Sich abends gemütlich auf die Couch setzen und den Kindern vorlesen, während der Roboter die Küche aufräumt? Als Pflegekraft wieder Zeit fürs Menschliche und Emotionale haben, weil ein Roboter die schweren und monotonen Arbeiten übernimmt? Bislang sind solche Szenarien Zukunftsmusik. Schließlich werden Roboter vor allem in der Industrie eingesetzt: In Form starrer Roboterkonzepte, die auf Kraft und Präzision getrimmt sind und sehr aufwändige Sicherheitskonzepte brauchen, um Menschen nicht zu gefährden.
Die menschennahe Robotik weiter voranzutreiben, haben sich die Forscher des Fraunhofer IWU zum Ziel gesetzt. „Roboter für menschennahe Anwendungen generieren ganz andere Anforderungen als in der Industrie, wo man die Arbeiter gezielt schulen kann“, sagt Linda Weisheit, Wissenschaftlerin am Fraunhofer IWU. „Sollen Roboter im Alltag eingesetzt werden, müssen sie zum einen sicher sein, zum anderen auch vom Erscheinungsbild her passen.“ Während in Japan humanoide Roboter erwünscht sind, stoßen Ähnlichkeiten mit Menschen in Europa eher auf Befremdung. Die Forscherinnen und Forscher haben die Designseite daher stets mit im Blick.

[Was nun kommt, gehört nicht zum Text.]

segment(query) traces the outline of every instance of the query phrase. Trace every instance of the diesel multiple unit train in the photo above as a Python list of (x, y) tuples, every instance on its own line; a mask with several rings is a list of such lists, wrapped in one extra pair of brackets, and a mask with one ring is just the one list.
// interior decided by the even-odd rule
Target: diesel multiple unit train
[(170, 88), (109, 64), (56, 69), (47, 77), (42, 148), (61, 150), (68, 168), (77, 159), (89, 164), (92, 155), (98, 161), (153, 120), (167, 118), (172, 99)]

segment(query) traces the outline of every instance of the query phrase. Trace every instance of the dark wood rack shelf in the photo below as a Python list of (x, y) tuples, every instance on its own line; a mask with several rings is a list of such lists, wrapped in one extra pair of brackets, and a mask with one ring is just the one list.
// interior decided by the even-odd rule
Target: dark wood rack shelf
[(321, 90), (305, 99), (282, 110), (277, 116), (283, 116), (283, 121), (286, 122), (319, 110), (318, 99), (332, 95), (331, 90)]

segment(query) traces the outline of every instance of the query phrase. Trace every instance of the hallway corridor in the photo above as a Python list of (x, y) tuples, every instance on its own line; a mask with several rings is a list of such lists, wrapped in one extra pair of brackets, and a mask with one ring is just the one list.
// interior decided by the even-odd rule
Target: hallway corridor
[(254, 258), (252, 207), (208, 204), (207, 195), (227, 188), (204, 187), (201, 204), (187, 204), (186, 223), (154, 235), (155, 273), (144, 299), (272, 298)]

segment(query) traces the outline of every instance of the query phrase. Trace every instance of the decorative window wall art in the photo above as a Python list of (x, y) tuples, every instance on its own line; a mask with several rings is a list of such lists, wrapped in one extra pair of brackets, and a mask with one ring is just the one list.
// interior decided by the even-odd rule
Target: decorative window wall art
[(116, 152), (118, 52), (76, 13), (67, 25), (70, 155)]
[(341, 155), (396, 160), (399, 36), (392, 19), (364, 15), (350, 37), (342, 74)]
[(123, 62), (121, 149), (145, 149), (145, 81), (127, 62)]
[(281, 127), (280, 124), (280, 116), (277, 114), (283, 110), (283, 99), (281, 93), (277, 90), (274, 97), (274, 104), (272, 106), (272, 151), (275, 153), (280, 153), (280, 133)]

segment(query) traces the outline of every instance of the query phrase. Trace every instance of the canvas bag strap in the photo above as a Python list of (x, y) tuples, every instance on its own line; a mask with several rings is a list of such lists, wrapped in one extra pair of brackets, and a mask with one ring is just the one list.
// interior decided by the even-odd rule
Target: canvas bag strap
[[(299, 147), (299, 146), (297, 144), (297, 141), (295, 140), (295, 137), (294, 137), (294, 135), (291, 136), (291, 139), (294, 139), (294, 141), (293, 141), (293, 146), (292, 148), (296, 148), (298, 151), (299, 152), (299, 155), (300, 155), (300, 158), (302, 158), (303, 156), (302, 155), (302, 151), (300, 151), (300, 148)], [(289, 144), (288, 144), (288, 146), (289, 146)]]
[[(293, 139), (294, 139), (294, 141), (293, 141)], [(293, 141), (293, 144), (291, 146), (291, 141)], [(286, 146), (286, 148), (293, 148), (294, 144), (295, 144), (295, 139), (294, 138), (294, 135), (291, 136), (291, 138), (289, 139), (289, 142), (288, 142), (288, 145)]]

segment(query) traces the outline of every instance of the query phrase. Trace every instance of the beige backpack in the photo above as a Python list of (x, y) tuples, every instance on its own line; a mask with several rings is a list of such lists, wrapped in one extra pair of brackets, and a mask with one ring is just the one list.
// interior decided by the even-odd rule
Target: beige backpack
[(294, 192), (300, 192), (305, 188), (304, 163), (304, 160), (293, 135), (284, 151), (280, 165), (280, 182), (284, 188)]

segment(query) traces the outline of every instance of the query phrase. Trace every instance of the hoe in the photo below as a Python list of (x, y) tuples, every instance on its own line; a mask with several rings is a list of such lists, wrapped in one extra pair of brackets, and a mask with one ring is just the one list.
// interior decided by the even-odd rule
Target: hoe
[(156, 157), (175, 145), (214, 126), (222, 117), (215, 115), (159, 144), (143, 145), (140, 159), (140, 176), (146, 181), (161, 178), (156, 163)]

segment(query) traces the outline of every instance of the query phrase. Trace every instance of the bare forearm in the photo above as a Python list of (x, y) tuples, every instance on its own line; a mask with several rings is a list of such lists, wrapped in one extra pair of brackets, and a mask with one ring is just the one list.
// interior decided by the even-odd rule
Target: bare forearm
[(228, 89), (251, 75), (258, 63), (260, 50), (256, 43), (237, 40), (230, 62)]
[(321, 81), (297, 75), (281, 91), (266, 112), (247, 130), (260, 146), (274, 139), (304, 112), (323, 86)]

Schaltbare Steifigkeit sorgt für Kraft und Sicherheit
Was die Sicherheit angeht, so bietet die Soft-Robotik eine Basis: Sie setzt auf weiche Materialien, die nicht verletzen können. Allerdings können solche Roboter nicht so viele Arbeiten verrichten: Eine volle Kaffeetasse wäre für einen solchen Roboterarm bereits zu schwer.
„Wir arbeiten daher an der Entwicklung neuer Strukturen, die eine schaltbare Steifigkeit haben – die also zwischen steif und weich wechseln können“, erläutert Weisheit. Vom Prinzip gleicht eine solche schaltbare Steifigkeit einer Kaffeepackung: Vakuumverpackt ist sie hart und fest, dringt dagegen Luft ein, wird sie angenehm weich.
Um die Struktursteifigkeit vor allem unter Zugbelastung noch weiter zu erhöhen, kombiniert das Forscherteam sie mit übereinander gelegten Folien. Das Resultat: Durch die Kombination erreicht der Ansatz sowohl gute Zug- als auch Druckbeständigkeit. Durch den Einsatz solcher Strukturkomponenten mit schaltbarer Steifigkeit werden sowohl neue Bewegungs- als auch neue Sicherheitskonzepte möglich.
Was das im Alltag heißen könnte, lässt sich am besten an einem Beispiel verdeutlichen, etwa der vollen Kaffeetasse. Soll der Roboter sie tragen, versteift er seinen weichen Arm teilweise und erhält damit die nötige Kraft. Der feste Zustand ist dabei 300 mal steifer als der weiche, man spricht dabei auch von einem Schaltfaktor 300.
Bei einer drohenden Kollision – etwa durch das zu nahe Herantreten eines Menschen – soll der mechanische Helfer allerdings nicht einfach auf den weichen Zustand umschalten, denn dann würde die Kaffeetasse auf den Boden fallen, auf dem vielleicht gerade das Kleinkind herumkrabbelt und verbrüht werden könnte. Stattdessen soll er eine Ausweichbewegung realisieren.
Roboterarm auf der Hannover Messe
Einen ersten Schritt, näher an das Gesamtsystem Roboter heranzukommen, und eine erste Idee zu geben, wie das Gesamtsystem aussehen kann, haben die Forscher bereits getan: Sie haben entsprechende Strukturkomponenten entwickelt, diese mit Sensorik und Aktorik verbunden sowie mit einer Gestensteuerung kombiniert – in Form eines Roboterarms, der aus drei schaltbaren Segmenten besteht und über eine Seilzug-Aktorik und Gestensteuerung planare Bewegungen ausführt.
Diesen Roboterarm zeigt das Forscherteam auf der Hannover Messe Preview am 16. März 2022 und auf der Hannover-Messe vom 30. Mai bis 2. Juni 2022 am Fraunhofer-Gemeinschaftsstand in Halle 5, Stand A06. „Wir wollen frühzeitig mit Anwendern ins Gespräch kommen und die konkreten Bedarfe ermitteln“, erläutert Weisheit. Denn dann kann das Forscherteam die weiteren Entwicklungen an die Bedarfe angepasst weiter vorantreiben.